Category: Writers Block
Hey guys. Here is a poem I wrote. Judge it for me and see if you like it.
I like the way you loved me:
At least most of the time:
I like the way the stars lit up:
Deep in your eyes,
Why can't you please just hold me:
Why can't we run away:
Why can't your heart just bleed for me:
Let's live another day.
I can't breathe:
I can't sleep:
I can't open up my eyes:
To the everlasting rain,
I can't run:
I can't hide:
I can't seem to find a way:
From the pain:
No, I'm stunned again.
My tears flow like the river:
They wash away the smile on my face:
They mark the end of my existence:
Because I wanted my space,
It never seems to end:
I never seem to understand:
I have to take my own heart:
And smash it in my hand.
I can't breathe:
I can't sleep:
I can't open up my eyes:
To the everlasting rain,
I can't run:
I can't hide:
I can't seem to find a way:
From the pain:
No, I'm stunned again.
Everyday I wake:
I'm alone again:
Even though I know I am free again,
What am I to do:
Cause I still love you:
Take a gun:
To my head!
I can't breathe:
I can't sleep:
I can't open up my eyes:
To the everlasting rain,
I can't run:
I can't hide:
I can't seem to find a way:
From the pain:
No, I'm stunned again.
Your poem was good, very sad, though...one thing though: you wrote : was it meant to be a comma or a semi-colon. I'm not trying to be perdantic, it's just that I've never seen poetry written like that before.
Keep writing.
Peace,
Jess.
Oops, it was meant to be a semicolon, sorry... I guess I didn't realize.

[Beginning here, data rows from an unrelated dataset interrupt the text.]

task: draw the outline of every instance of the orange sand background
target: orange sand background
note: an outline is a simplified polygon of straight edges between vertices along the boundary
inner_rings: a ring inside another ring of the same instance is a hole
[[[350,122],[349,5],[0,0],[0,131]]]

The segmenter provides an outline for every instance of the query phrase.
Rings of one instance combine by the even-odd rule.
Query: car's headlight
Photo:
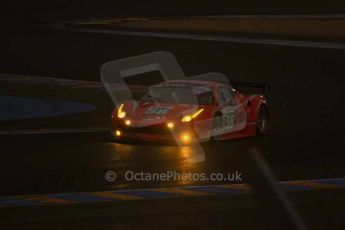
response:
[[[122,119],[126,116],[126,112],[123,110],[123,104],[120,105],[120,107],[117,110],[117,117]]]
[[[193,120],[194,118],[199,116],[199,114],[202,113],[202,111],[204,111],[204,109],[199,109],[198,111],[196,111],[195,113],[193,113],[191,115],[185,115],[182,117],[181,121],[182,122],[190,122],[191,120]]]

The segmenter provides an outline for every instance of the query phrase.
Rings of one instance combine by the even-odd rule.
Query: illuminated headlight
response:
[[[127,119],[127,120],[125,120],[125,124],[130,126],[132,124],[132,122],[131,122],[131,120]]]
[[[187,132],[181,133],[180,138],[181,138],[182,143],[184,143],[184,144],[190,143],[191,139],[192,139],[191,135]]]
[[[115,135],[116,135],[117,137],[121,136],[121,134],[122,134],[122,133],[121,133],[120,130],[116,130],[116,131],[115,131]]]
[[[173,129],[173,128],[175,127],[175,124],[174,124],[173,122],[168,122],[168,123],[167,123],[167,127],[168,127],[169,129]]]
[[[187,116],[183,116],[181,121],[182,122],[190,122],[192,120],[192,116],[187,115]]]
[[[193,120],[194,118],[199,116],[199,114],[202,113],[202,111],[204,111],[204,109],[199,109],[198,111],[196,111],[192,115],[185,115],[185,116],[182,117],[181,121],[182,122],[190,122],[191,120]]]
[[[123,104],[120,105],[120,107],[117,110],[117,117],[122,119],[126,116],[126,112],[123,110]]]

Oops.
Never mind the punctuation that is superb, very expressive, emotive and shot through with powerful imagery--good job!
Amazing, the emotion, the imagery, the repetition... very good, Jess. Mel
hey its jessica. that was a great poem.
good poem Jess
i am laughing lol
very good work indeed.
Why thank you all. I appreciate the compliments.
Jes, that was brilliantly written!
That's absolutely beautiful, I like the subtle repetition. Wow. I'm stunned!